# Short term rental



## Todd8 (Feb 17, 2014)

Hey guys

Does anyone have any experience in securing a short term rental from overseas? 

I am looking at moving to Adelaide 1-2 months before my partner and kids come over. My plan is to get a 1 bed studio or unit for about a month or so and in that time find the right house in right area. Are rental companies ok with this if you can show employment contract etc?

Thanks


----------



## aussiesteve (Mar 16, 2012)

Todd8 said:


> Hey guys
> 
> Does anyone have any experience in securing a short term rental from overseas?
> 
> ...


Hi Todd
Look for short term holiday leasing, it is a bit dearer but has little in the way of conditions to meet.
Standard residential leases are for 6 months.


----------



## Todd8 (Feb 17, 2014)

aussiesteve said:


> Hi Todd
> Look for short term holiday leasing, it is a bit dearer but has little in the way of conditions to meet.
> Standard residential leases are for 6 months.

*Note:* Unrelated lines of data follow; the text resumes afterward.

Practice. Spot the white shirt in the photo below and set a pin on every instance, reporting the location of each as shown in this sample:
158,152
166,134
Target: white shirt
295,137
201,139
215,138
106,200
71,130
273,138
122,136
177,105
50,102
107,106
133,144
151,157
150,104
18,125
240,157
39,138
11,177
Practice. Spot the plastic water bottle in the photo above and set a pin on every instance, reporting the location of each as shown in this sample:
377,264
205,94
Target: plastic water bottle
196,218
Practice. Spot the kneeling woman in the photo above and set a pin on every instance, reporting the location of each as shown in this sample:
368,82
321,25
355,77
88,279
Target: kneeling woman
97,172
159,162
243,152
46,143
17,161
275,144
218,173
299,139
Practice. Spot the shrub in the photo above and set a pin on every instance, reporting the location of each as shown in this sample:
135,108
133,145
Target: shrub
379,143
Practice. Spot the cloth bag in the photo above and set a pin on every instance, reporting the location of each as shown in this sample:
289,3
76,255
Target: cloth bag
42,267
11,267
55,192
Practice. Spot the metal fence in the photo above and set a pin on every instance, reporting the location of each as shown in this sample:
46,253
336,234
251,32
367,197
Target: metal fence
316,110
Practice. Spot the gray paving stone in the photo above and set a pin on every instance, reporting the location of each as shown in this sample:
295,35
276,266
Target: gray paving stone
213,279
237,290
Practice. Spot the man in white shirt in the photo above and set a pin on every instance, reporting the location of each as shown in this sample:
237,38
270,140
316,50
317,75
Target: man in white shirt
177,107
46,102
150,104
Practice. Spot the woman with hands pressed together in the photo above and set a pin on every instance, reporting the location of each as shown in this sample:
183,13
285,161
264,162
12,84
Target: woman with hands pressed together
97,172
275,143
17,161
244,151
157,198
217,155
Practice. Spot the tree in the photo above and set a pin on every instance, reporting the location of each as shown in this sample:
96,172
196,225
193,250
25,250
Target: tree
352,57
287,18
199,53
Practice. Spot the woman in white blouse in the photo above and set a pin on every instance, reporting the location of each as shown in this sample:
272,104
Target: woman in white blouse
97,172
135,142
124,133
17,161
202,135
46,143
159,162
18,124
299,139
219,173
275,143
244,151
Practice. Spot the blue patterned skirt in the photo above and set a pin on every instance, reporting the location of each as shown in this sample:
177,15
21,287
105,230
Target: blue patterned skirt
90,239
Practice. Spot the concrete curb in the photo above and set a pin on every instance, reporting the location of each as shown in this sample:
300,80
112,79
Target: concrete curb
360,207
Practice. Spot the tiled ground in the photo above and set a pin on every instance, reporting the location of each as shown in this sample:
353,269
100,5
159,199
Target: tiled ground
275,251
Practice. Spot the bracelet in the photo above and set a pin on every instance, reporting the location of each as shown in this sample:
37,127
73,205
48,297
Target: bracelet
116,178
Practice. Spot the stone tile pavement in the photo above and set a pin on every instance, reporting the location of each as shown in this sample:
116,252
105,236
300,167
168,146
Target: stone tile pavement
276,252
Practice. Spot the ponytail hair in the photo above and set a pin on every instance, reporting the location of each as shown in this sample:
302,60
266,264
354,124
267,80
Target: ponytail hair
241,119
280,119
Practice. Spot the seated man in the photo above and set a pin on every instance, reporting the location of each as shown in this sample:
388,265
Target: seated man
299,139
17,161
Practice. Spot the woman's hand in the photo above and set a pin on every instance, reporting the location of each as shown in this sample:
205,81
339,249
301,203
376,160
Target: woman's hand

Thanks Steve, will look into it.


----------



## Garth (Apr 3, 2014)

google Air Bnb. Short term rentals - furnished. Well priced.


----------



## Aussiebound2015 (Apr 11, 2014)

aussiesteve said:


> Hi Todd
> Look for short term holiday leasing, it is a bit dearer but has little in the way of conditions to meet.
> Standard residential leases are for 6 months.


Standart residential leases can be for just 6 months? Is that quite common? That would be great, as I think we would need 6 months to get our head straight and know where we want to buy... Cheers for this!


----------